# **Parameter Efficient Fine-Tuning**
In this hands-on tutorial, we will explore the concept of Parameter Efficient Fine-Tuning (PEFT) and learn how it can significantly improve the efficiency of fine-tuning training. PEFT involves training only a specific part of the model or an adapter, resulting in faster and more resource-efficient training.

To demonstrate the effectiveness of PEFT, we will use the same training scenario as the first hands-on tutorial of SpeLLM. By comparing the performance of PEFT with traditional fine-tuning techniques, we can gain insights into the benefits and trade-offs of using PEFT in different scenarios.

In [None]:
from pathlib import Path
import os
import datasets
from transformers import AutoTokenizer, AutoModelForSequenceClassification, AutoModelForCausalLM, AutoModelForSeq2SeqLM
from torch.utils.data import Dataset, DataLoader, IterableDataset
import torch
from tqdm.notebook import tqdm
import random
from utils import seed_everything
import re
from peft import LoraConfig, get_peft_model

DSDIR = Path(os.environ['DSDIR'])
os.environ['TOKENIZERS_PARALLELISM'] = 'false'
seed_everything(53)

## **Freezing Layers: RoBERTa on classification task**
In this section, we will explore the concept of freezing layers in the RoBERTa model for a classification task (first part of first SpeLLM hands-on). Freezing layers refers to the process of preventing certain layers of the model from being updated during training. This can be useful when we want to fine-tune only specific parts of the model or when we have limited computational resources.

In [None]:
# Initialize the model and its tokenizer
model = AutoModelForSequenceClassification.from_pretrained(
    DSDIR / "HuggingFace_Models/FacebookAI/roberta-base", num_labels=2
).to("cuda")
tokenizer = AutoTokenizer.from_pretrained(DSDIR / "HuggingFace_Models/FacebookAI/roberta-base")

In [None]:
# Load the dataset
imdb_dataset = datasets.load_from_disk(DSDIR / "HuggingFace/imdb/plain_text")

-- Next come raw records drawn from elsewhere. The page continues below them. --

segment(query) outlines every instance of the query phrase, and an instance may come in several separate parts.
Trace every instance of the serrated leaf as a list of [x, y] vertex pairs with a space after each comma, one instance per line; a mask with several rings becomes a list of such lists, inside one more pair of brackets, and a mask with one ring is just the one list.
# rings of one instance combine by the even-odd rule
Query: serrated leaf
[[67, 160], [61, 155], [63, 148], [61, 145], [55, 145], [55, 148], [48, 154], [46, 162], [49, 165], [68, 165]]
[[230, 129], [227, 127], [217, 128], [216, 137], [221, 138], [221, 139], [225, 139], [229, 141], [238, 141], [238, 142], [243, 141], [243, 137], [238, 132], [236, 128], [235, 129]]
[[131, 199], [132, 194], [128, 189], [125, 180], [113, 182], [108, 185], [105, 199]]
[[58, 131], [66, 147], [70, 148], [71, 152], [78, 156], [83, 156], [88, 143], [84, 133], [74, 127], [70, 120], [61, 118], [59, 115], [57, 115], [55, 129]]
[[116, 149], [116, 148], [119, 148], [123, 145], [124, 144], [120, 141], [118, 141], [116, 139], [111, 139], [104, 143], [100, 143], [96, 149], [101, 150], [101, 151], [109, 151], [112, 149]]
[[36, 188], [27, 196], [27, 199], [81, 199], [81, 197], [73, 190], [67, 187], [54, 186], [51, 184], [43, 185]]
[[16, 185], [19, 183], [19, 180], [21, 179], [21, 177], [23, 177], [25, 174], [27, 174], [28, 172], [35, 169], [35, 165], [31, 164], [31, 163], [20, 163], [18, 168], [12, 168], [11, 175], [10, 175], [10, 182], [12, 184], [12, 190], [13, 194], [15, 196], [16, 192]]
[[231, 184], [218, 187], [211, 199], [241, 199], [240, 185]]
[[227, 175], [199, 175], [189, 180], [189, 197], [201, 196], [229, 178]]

class IMDBDataset(Dataset):
    def __init__(self, hf_dataset):
        self.hf_dataset = hf_dataset
        
    def __len__(self) -> int:
        """Return the number of element of the dataset"""
        return len(self.hf_dataset)
    
    def __getitem__(self, idx) -> tuple[str, torch.Tensor]:
        """Return the input for the model and the label for the loss"""
        hf_element = self.hf_dataset[idx]
        
        model_inp = hf_element["text"]
        label = hf_element["label"]
        
        return model_inp, label

def collate_fn(batch):
    text_list = [element[0] for element in batch]
    label_list = [element[1] for element in batch]
    
    model_inp = tokenizer(
        text_list, return_tensors="pt", padding=True, truncation=True, max_length=512
    )
    label_tens = torch.LongTensor(label_list)
    return model_inp, label_tens

dataset = IMDBDataset(imdb_dataset["train"])
dataloader = DataLoader(
    dataset,
    batch_size=16,
    num_workers=4,
    prefetch_factor=2,
    shuffle=True,
    collate_fn=collate_fn
)

In [None]:
# Initialize training
criterion = torch.nn.CrossEntropyLoss()
optimizer = torch.optim.Adam(model.parameters(), lr=1e-5)

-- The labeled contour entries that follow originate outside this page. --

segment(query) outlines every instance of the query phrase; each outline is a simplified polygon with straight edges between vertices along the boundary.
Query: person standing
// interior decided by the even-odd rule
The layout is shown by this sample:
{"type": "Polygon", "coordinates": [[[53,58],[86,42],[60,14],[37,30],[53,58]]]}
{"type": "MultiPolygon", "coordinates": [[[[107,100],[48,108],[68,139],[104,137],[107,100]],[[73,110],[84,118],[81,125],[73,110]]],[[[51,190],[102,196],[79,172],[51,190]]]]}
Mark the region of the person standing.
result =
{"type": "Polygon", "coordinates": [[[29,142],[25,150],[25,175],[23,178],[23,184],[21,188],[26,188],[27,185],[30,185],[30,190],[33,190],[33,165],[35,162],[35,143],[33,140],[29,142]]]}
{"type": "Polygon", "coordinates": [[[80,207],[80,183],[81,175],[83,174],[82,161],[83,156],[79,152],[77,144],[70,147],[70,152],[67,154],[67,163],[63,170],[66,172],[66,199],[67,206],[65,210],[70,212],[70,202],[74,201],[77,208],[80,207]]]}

def train_loop(model, dataloader, criterion, optimizer, test=False):
    model.train()
    # tqdm for a nice progress bar
    loop = tqdm(dataloader)

    for i, (model_inp, labels) in enumerate(loop):
        optimizer.zero_grad()

        model_inp = model_inp.to("cuda")
        labels = labels.to("cuda")

        out = model(**model_inp)

        loss = criterion(out.logits, labels)

        loss.backward()
        optimizer.step()

        # print next to progress bar
        loop.set_postfix(loss=loss.item())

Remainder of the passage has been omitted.